In Texas, state inspectors use handheld devices to issue violations to barbershops

on the spot. California zaps lottery, traffic and energy information to

people's personal digital assistants. Virginians can track bills through

the legislative process with hourly updates sent to their mobile device.

More and more, governments are using handheld and wireless devices to

provide more access to public data, enable employees to communicate with

each other, and give public servants, such as building inspectors and police

officers, another tool to do their jobs more efficiently.

In essence, they're becoming mobile governments, or m-governments for

short.

Nationally, wireless Internet usage is projected to increase from 5

million to 84 million users by 2005, according to IDC. It also projected

that the mobile and remote worker population will grow from about 39 million

to about 55 million by 2004.

The buzz for wireless and mobile uses in government is "tremendous,"

said Kol Harvey, a technology consultant with accounting and consulting

firm Berry, Dunn, McNeil and Parker. He was one of three e-government experts

at a session examining mobile government during the National Electronic

Commerce Coordinating Council's annual conference in Las Vegas this week.
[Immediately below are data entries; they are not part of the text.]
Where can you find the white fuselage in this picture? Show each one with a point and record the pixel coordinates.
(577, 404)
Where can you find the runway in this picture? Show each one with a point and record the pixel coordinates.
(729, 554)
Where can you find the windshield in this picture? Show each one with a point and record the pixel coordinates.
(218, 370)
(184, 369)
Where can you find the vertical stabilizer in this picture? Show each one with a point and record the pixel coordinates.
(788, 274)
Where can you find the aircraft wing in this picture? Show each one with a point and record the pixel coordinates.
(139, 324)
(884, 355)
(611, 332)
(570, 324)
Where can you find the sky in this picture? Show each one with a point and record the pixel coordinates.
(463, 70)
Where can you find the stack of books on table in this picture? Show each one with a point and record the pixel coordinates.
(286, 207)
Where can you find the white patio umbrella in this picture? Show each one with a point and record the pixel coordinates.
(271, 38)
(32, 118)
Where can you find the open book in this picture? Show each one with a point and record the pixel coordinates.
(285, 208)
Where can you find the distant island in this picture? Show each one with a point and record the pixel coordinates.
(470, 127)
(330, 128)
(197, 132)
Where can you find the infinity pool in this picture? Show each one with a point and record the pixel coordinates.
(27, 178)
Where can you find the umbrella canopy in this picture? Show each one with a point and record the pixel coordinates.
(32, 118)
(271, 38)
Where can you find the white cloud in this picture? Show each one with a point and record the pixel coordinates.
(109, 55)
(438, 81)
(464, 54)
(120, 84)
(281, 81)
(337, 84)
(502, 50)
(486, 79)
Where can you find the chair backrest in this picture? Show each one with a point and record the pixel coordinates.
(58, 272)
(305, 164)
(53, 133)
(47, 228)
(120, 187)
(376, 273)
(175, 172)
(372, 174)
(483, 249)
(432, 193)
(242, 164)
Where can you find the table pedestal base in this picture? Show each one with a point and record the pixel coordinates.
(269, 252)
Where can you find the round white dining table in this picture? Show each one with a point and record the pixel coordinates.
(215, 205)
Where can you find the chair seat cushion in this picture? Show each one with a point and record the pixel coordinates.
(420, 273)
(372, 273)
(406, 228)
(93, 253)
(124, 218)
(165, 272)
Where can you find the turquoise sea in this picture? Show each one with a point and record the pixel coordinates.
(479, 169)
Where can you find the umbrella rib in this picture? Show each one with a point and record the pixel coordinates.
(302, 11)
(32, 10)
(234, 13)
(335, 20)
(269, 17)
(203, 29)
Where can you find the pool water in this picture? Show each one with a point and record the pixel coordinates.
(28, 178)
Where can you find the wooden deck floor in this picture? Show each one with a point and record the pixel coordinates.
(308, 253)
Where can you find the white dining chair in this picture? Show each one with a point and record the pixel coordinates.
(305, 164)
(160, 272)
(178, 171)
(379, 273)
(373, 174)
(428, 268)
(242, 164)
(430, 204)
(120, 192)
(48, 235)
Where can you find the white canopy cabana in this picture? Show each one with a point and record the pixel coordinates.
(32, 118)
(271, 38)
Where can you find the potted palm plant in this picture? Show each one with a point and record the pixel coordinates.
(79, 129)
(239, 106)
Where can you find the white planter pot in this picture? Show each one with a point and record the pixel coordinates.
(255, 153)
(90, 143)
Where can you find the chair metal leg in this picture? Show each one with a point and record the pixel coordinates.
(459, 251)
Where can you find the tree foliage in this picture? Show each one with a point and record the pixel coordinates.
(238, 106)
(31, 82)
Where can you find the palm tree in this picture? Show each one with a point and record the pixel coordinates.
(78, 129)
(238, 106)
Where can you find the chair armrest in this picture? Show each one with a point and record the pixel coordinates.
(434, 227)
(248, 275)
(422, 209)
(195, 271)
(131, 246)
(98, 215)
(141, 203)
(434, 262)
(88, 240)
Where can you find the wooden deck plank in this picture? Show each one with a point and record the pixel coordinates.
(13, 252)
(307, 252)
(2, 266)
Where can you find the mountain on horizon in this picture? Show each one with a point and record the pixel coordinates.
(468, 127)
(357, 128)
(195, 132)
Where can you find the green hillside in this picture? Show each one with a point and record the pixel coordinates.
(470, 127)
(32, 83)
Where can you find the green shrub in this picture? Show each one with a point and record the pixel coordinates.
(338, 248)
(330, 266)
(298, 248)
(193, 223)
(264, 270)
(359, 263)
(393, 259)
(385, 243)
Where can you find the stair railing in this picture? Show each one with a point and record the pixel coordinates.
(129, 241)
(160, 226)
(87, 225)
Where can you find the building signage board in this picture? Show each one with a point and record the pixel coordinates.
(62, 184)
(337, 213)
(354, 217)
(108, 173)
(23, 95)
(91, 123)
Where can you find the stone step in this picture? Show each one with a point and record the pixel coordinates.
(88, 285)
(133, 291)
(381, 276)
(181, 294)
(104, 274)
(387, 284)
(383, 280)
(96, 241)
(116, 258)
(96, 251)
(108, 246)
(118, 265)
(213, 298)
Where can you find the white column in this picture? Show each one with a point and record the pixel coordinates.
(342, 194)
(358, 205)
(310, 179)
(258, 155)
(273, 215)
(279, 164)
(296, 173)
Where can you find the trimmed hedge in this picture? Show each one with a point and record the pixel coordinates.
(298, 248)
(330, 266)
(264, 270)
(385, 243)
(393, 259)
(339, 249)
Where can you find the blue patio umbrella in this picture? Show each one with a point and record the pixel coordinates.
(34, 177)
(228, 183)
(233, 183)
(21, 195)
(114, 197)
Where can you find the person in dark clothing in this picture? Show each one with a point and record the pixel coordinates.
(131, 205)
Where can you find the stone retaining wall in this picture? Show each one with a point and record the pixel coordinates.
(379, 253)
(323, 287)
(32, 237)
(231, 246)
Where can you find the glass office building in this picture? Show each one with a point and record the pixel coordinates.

An NECCC workgroup also presented a white paper on the convergence of wireless

technologies and e-government.

Governments mainly use wireless and mobile devices to provide employees

with e-mail communication, Harvey said. But wireless devices are also used

in educational institutions and to provide citizen services.

Harvey's advice for governments considering mobile and wireless devices

included:

* Start by implementing their use internally.

* If transmitting sensitive or confidential data, ensure that security

is robust.

* Training employees in how to use the devices and software is paramount.

In Kentucky, state employees have been using Research in Motion Ltd.'s

BlackBerry wireless messaging devices for nearly a year. Doug Robinson with

the Governor's Office of Technology said more than 200 state employees use

the devices, which are integrated into the government's existing e-mail

accounts, and the office manages about 130,000 wireless messages per month.

Response is positive, he said, but adoption is slow, probably because

of budget tightening among the state's agencies, which must purchase the

devices.

Robinson said the devices are reliable and help improve productivity

among employees, but the wireless network coverage is poor, especially in

non-urban areas.

P.K. Agarwal, chief information officer of NIC, said a lot of promise

— as well as a lot of hype — exists in the wireless industry for mobile

technology. The promise was dampened by the economic downturn, which slowed

the deployment of higher bandwidth to handle more traffic. Also, because

there is no single wireless standard, interoperability could be a problem,

he said. And problems with other promising technologies, such as the Bluetooth

short-distance wireless technology, also hindered the adoption and integration

of mobile devices.

But Agarwal said there are three categories of applications where m-government

will make a difference. The public safety area is the "most classic and

most cost-effective" use, he said. With cell and landline phone communications

down in the aftermath of the Sept. 11 attacks, New York City officials used

BlackBerry devices to communicate critical information. The delivery of

services, such as sending updates and information to handheld devices, is

the second good use, and messaging among government employees is the third.